Aveva cercato ossessivamente l'attenzione di Blaine Anderson, un uomo
che nemmeno conosceva e che lo riteneva indegno di attenzione. Aveva
pensato di avere importanza, che i suoi passi in quei corridoi non
fossero solo quelli di un intruso.
Doveva
essere parso un molestatore seriale, come minimo. Un folle. Un
disperato.
Strinse
tra le mani l'album, forte, fin quasi a spezzarlo. Ancorandosi al
cartone dell'involucro per placare la sensazione pungente del proprio
respiro. E poi si girò, incerto sulle gambe, e tornò sui suoi
passi. Le scarpe leggere e il più silenziose possibile sui pavimenti
di marmo.
*-*-*
Rabbrividì
di un ultimo tremore di freddo, avvicinandosi alla stufa. Strinse e
riaprì le mani arrossate e irrigidite, sbuffando nel
calore della cucina.
«
Meglio? »
Si
girò e vide Jane che gli porgeva una tazza di porcellana colma di
cioccolata. Le sorrise. « Sì, decisamente. Qualche istante e starò
benissimo... » Soffiò sulla bevanda bollente. « Credo che avrei
freddo persino ai Tropici, sai? Per cui in queste giornate vorrei
solo rifugiarmi sotto le coperte e affogare nel caldo ».
Jane
ridacchiò. « Dovresti venire ad aiutarmi in cucina ogni mattina,
qui è impossibile sentire freddo ».
«
Mmm, se non hai timore che ti faccia esplodere il forno o l'intera
cucina vengo volentieri... Anche se potrei essere di ben poco aiuto.

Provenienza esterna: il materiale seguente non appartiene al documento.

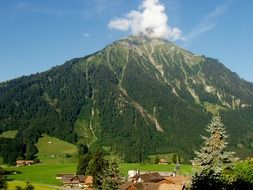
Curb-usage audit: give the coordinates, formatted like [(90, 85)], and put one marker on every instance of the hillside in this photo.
[(137, 95)]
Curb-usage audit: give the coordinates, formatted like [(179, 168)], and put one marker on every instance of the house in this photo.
[(77, 181), (179, 180), (153, 186), (24, 162), (147, 177), (163, 162), (59, 176), (154, 181)]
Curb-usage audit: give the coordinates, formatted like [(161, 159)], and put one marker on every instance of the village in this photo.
[(135, 180)]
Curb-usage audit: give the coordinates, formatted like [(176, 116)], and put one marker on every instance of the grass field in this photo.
[(56, 151), (52, 153), (12, 185), (46, 173), (184, 169), (9, 134), (42, 173)]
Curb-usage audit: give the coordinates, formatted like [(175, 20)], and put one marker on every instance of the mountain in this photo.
[(137, 95)]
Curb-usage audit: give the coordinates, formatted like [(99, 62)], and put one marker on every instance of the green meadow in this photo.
[(56, 151), (12, 185), (9, 134), (58, 156)]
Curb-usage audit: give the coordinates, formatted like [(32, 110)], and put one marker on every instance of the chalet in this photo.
[(163, 162), (179, 180), (24, 162), (154, 181), (153, 186), (59, 176), (77, 181), (147, 177)]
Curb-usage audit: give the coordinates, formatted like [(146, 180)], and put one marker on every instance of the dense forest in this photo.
[(139, 96)]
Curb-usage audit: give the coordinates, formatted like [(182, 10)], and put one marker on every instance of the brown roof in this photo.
[(180, 180), (148, 177), (24, 161), (66, 174), (154, 186), (68, 179)]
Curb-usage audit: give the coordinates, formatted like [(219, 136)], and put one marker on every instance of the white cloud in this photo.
[(150, 20), (86, 34), (207, 23)]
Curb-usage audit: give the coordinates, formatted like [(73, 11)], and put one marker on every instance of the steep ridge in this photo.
[(138, 95)]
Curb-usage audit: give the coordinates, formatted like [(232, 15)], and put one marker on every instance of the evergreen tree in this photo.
[(111, 180), (83, 163), (96, 168), (3, 184), (212, 154)]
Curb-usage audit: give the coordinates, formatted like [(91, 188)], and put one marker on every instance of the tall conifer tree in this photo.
[(212, 155)]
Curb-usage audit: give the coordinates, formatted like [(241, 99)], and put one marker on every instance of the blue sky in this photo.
[(36, 35)]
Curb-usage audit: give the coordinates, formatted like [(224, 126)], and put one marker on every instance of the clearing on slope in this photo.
[(53, 150)]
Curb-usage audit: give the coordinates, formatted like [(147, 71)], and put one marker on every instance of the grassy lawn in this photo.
[(12, 185), (56, 151), (9, 134), (42, 173), (52, 153), (184, 169), (46, 173)]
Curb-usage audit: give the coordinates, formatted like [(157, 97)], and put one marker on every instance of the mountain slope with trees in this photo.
[(138, 95)]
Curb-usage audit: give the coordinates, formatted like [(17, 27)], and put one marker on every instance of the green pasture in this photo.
[(42, 173), (56, 151), (184, 169), (9, 134), (12, 185), (46, 173), (53, 154)]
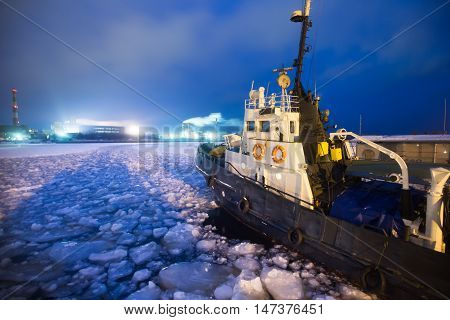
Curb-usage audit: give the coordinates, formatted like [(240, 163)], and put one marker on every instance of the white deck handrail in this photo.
[(390, 153)]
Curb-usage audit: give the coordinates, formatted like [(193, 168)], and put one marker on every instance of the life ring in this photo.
[(211, 181), (279, 154), (244, 205), (259, 151), (295, 237)]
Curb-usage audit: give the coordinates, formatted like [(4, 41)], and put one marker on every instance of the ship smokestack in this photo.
[(15, 108)]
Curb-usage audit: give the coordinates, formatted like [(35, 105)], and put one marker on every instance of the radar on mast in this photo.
[(283, 79)]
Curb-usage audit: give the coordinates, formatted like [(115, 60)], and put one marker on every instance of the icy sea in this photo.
[(127, 221)]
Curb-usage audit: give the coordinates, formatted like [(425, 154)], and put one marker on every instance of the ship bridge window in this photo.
[(265, 126), (250, 125)]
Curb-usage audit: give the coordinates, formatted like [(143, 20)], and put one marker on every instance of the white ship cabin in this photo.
[(268, 151)]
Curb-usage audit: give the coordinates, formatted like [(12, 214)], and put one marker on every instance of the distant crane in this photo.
[(15, 108)]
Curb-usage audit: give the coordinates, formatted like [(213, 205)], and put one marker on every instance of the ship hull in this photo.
[(390, 267)]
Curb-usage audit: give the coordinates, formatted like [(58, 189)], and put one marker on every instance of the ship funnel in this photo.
[(297, 16)]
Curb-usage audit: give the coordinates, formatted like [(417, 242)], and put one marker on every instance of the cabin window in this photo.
[(250, 125), (265, 126), (292, 126)]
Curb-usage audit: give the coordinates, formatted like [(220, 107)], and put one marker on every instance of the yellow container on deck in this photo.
[(336, 154), (322, 149)]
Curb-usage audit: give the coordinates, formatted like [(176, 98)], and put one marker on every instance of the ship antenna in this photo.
[(302, 17)]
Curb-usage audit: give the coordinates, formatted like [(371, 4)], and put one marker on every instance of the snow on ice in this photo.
[(115, 221)]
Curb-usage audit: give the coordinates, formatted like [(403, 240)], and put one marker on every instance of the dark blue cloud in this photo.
[(198, 57)]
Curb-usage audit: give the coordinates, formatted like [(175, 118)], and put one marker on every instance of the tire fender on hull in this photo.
[(244, 205)]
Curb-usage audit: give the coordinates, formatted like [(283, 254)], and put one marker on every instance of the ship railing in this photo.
[(284, 102)]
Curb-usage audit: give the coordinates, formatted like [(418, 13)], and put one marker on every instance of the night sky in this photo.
[(199, 57)]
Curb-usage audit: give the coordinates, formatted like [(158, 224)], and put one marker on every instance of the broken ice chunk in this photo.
[(141, 275), (149, 292), (249, 287), (109, 256), (282, 284), (120, 270), (196, 276), (223, 292), (144, 253), (245, 263), (159, 232), (245, 248)]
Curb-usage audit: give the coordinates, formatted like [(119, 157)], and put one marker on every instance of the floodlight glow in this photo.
[(132, 130), (18, 136), (210, 135)]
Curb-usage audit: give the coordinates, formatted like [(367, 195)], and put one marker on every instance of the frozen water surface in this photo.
[(126, 221)]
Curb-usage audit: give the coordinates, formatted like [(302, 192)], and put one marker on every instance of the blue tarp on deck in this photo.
[(373, 203)]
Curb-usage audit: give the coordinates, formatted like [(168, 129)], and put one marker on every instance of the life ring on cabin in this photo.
[(259, 150), (279, 154), (373, 279), (244, 205), (211, 181), (295, 237)]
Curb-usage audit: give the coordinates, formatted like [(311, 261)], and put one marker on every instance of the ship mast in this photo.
[(302, 17)]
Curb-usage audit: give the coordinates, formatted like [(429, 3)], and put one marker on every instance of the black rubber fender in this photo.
[(211, 181), (295, 236), (373, 279), (244, 205)]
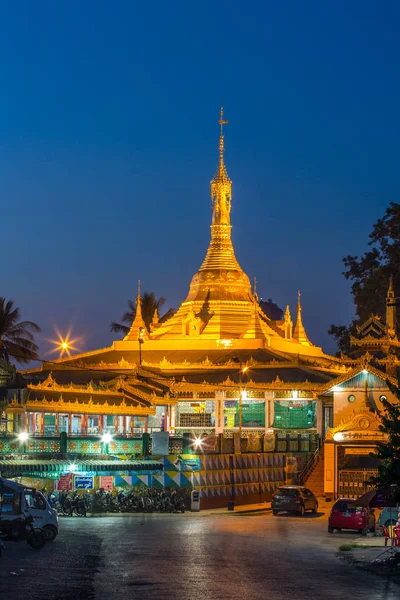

Mentre la fetta di torta che mi hai dato ieri? Divina. »
«
L'hai mangiata? T'è piaciuta? »
«
Se m'è piaciuta? » Roteò gli occhi, emettendo un sospiro di
piacere. « L'ho divorata dopo cena e credo che mio padre abbia quasi
pianto
al pensiero che ve ne era solo una fetta a testa. Jane, sei uno
fenomeno ».
Lei
schioccò la lingua, rivolgendogli un sorrisetto. « Ti ringrazierei,
se l'avessi preparata io, ma non essendo così eviterò solo di non
offendermi per il fatto che non mi hai rivolto complimenti tanto
sentiti ».
Kurt
la fissò, sbattendo le palpebre, confuso. « Ma avevi detto che era
una torta casalinga di casa Anderson ».
«
Appunto. Di casa Anderson, non della cuoca o della cameriera ».
«
E allora, chi diamine...»
Oh.
Rimase
a bocca aperta.
Non
poteva davvero dire che l'aveva preparata-
«
E' esattamente come pensi, non fare quella faccia incredula. Un certo
burbero padrone di casa infesta la cucina di notte, per colpirci
tutti a colpi di cioccolato e crema ».
No.
Non poteva essere. Kurt la fissava allibito. Si chiese se ricordarle
che Blaine Anderson non si comprava le mutande da solo, figuriamoci
se metteva le mani in cucina!
«
Ma intendi sul serio che -»
Jane
lo interruppe immediatamente, levandogli la tazza di mano ed
esclamando con voce acuta: « Oddio! A proposito del signorino
Anderson, è tardissimo, vestiti, vestiti! »
Gli
piazzò la giacca tra le braccia e lo spinse verso l'ingresso.
Kurt
era ormai convinto che dovesse aver bevuto qualcosa. « Jane, ma che
diamine stai facendo, stai bene? Piantala di spingermi ».
Lei
prese invece a trascinarlo per mano.
«
Il signorino Blaine, bisogna accompagnarlo alla visita di controllo »
disse semplicemente.
Kurt
spalancò gli occhi. « Cosa? Intendi dire che devo accompagnarlo io?
»
Lei
si fermò, all'improvviso, costringendolo a inciampare per evitare di
caderle addosso. Kurt sbatté una mano su un mobiletto di legno scuro
addossato alla parete vicina. Un vaso di fragile porcellana cinese
traballò pericolosamente, fermandosi un attimo prima di cadere,
proprio nell'attimo in cui il respiro di Kurt si bloccava e una voce
seccata diceva: « Quando avrai finito di far cadere oggetti che
valgono più di dieci anni di tuoi stipendi, potresti degnarti di
smetterla anche di farmi aspettare ».
E
fu inaspettato, inatteso.
Blaine
Anderson era esattamente davanti a lui.
*-*-*
Guardarlo
era doloroso.
Così
come mascherare il proprio disagio, il nodo alla gola, la voce
tremante con cui aveva balbettato un saluto incerto. Non sapeva dove
posare lo sguardo, come osservarlo in volto senza ricalcare i suoi
tratti rovinati, senza che fosse altrettanto evidente che lo stesse
studiando o al contrario che stesse facendo di tutto per non
mostrarsi attento ai suoi lineamenti.
Fissò
un punto del pavimento frugandosi le tasche per recuperare le chiavi
dell'auto. Premette i polpastrelli contro il metallo e si diresse
verse il portone di uscita. Finché gli dava le spalle era più
facile rimanere impassibili.
«
Pensavo di aver chiesto un taxi » sentì Blaine mormorare, rivolto a
Jane.
Non
udì la risposta, coperta dal crepitio della ghiaia sotto i suoi
passi. Dopo pochi istanti, seguì il rumore di una camminata incerta.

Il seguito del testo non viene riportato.